While SACODEYL might not be the most transparent project title, it has the significant benefit of being free to access and providing online guidance on how to use it.

Corpus Search

Visit the four websites below and consider which you might find most useful for your teaching, research or studies:

http://corpus.byu.edu/bnc/

http://sacodeyl.inf.um.es/sacodeyl-search2/

http://www.uclouvain.be/en-cecl-icle.html

http://www.univie.ac.at/voice/

What can we do with a corpus?

Questions corpora can answer – quantitative analysis

Though corpus linguistics has come to be seen as a domain of applied linguistics in its own right, it will be useful for our purposes to view it also as a methodology through which various domains of applied linguistics can be investigated, e.g. grammar, lexis, discourse, pragmatics, SLA (second language acquisition). Corpora are most often associated with quantitative research as frequency information can be generated with striking ease. The most basic kinds of frequency question we can ask are:

What are the most frequent words in our corpus, i.e. rank order?
How many instances of a given word are there in the corpus, i.e. raw frequency?
What percentage of the total number of tokens in the corpus does the raw frequency represent, i.e. relative frequency?
What are the most frequent collocations of a given word in our corpus?
What are the most frequent phrases of a given length (e.g. 2-word phrases, 3-word phrases, 4-word phrases and so on)?
What are the most frequent grammatical structures in our corpus?

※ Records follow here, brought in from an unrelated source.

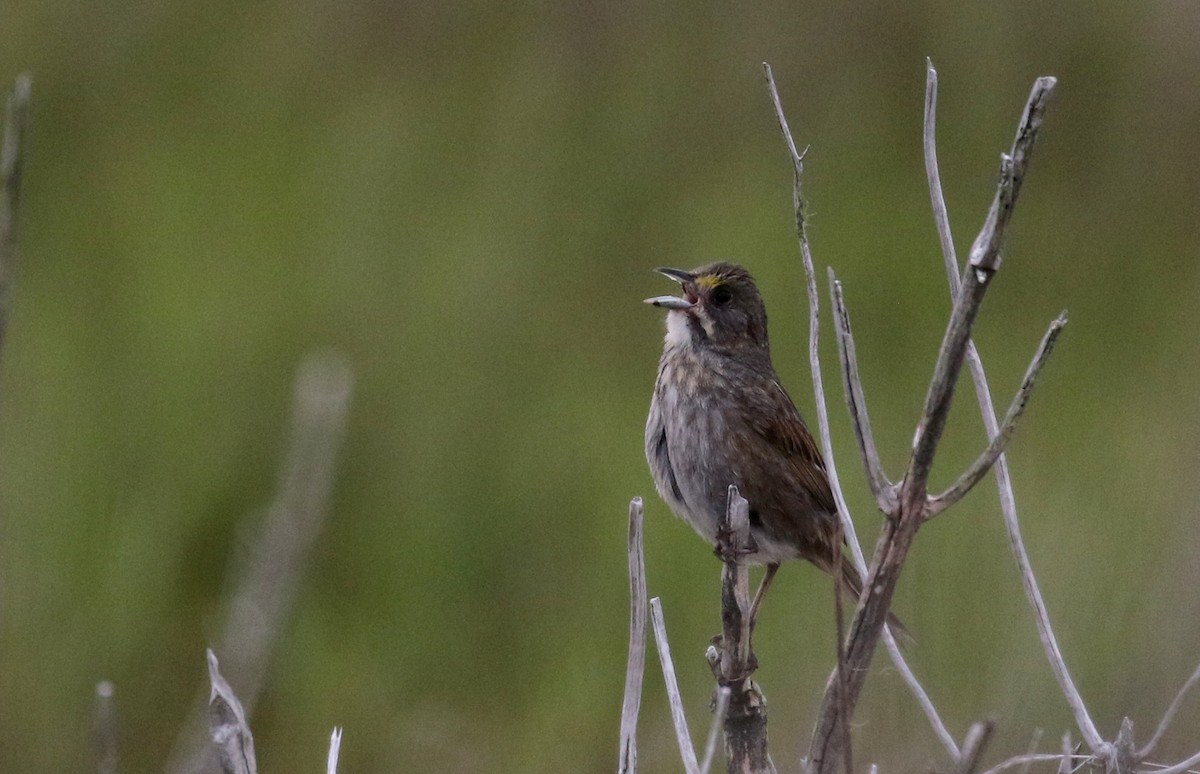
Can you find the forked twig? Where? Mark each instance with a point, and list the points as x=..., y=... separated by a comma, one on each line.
x=335, y=750
x=12, y=161
x=105, y=731
x=973, y=747
x=988, y=411
x=847, y=523
x=687, y=753
x=903, y=525
x=714, y=732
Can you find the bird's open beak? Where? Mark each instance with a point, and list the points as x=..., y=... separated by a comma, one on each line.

Each of these questions may be applied with a more specific focus, but we will take word frequency as an example:

What are the most frequent words used in a given component of the corpus, e.g. academic or business or technical English?
What are the most frequent words used by a particular demographic group of people, e.g. women, people under 30, people of a given social class or from a given region?
What are the most frequent words used in a particular kind of text, e.g. scientific articles?
What are the most frequent words in a given genre, e.g. self-descriptions on internet dating sites?

These questions do not exhaust the possibilities, but give some idea of the range of questions which can be asked of a corpus. It is crucial to note, however, that the kind of question which can be investigated depends on the composition of the corpus and the information wh...